Welcome to the age of asymmetric warfare. Asymmetric warfare is the nice, clean way of describing war between two parties of unequal power or ability. Of course, most war could be described that way, but in this case it’s meant to describe a situation where one party has wildly different power or ability than the other. I think we’re unlikely to see, in my lifetime, an old-style war of two equally-matched powers standing face-to-face and slugging it out. Instead, we’ll see terrorist attacks, where 20 people can kill 3,000 in a single attack. Or worse, superpowers such as the U.S. dropping millions of dollars of munitions on large swathes of territory containing a few combatants and many innocent civilians.

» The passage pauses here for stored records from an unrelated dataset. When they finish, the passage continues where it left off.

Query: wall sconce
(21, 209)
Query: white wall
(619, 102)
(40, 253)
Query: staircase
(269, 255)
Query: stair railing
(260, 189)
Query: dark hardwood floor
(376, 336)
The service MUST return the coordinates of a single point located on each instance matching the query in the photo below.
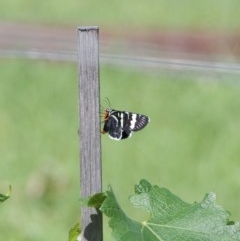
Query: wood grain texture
(89, 128)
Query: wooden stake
(89, 129)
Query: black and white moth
(120, 124)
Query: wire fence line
(128, 60)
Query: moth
(120, 124)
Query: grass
(124, 16)
(190, 145)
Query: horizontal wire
(126, 60)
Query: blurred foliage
(190, 146)
(121, 15)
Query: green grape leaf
(170, 218)
(4, 197)
(74, 232)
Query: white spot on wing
(133, 121)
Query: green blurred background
(191, 145)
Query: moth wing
(114, 128)
(138, 122)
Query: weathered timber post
(89, 129)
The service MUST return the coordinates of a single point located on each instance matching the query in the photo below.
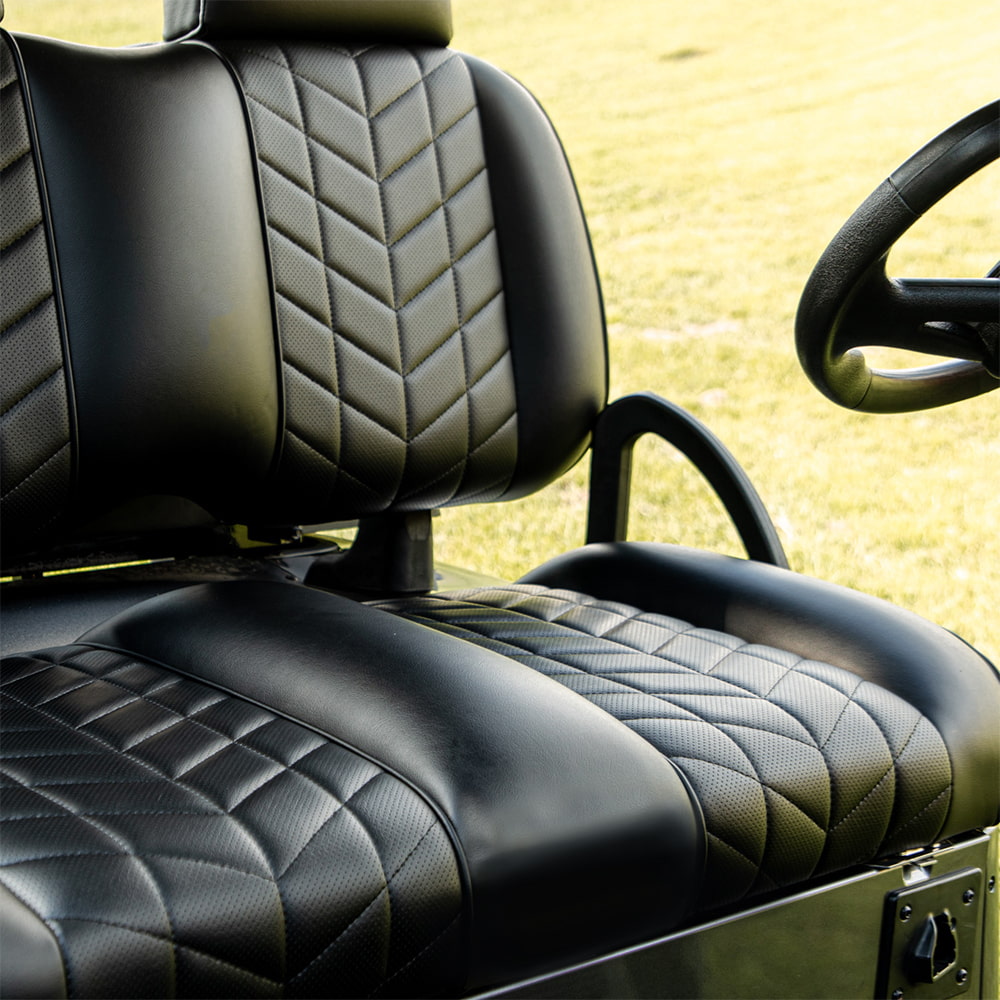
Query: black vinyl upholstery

And the Reaper is the next step in our progression. Putting people near the battlefield is to risk their lives. Even when the opponent is wildly underpowered or under-resourced, they are still able to lash out and kill. Solution? Keep your own combatants far away from the battlefield. Makes perfect sense, yes? But stop and think about the net result - war becomes even cleaner and tidier. The United States is a nation that has yet to even deal with the simple, gripping site of caskets returning from a war zone, and yet we strive to make war even cleaner for ourselves. A sane person has to ask, if a war costs us no casualties then what possible downside is there to us engaging inĀ  one? Basic morality is clearly not enough, because currently war does cost us some casualties, and yet we chose to start one. When we can finally engage in a war that generates no casualties for us, what’s to stop power-mad people from launching them? It’s really kind of pathetic that in the 21st century we need to be asking a question like that, but I think it’s critically important that we figure out how to answer it, because future technology is only going to make war more bloody for some and less painful for others.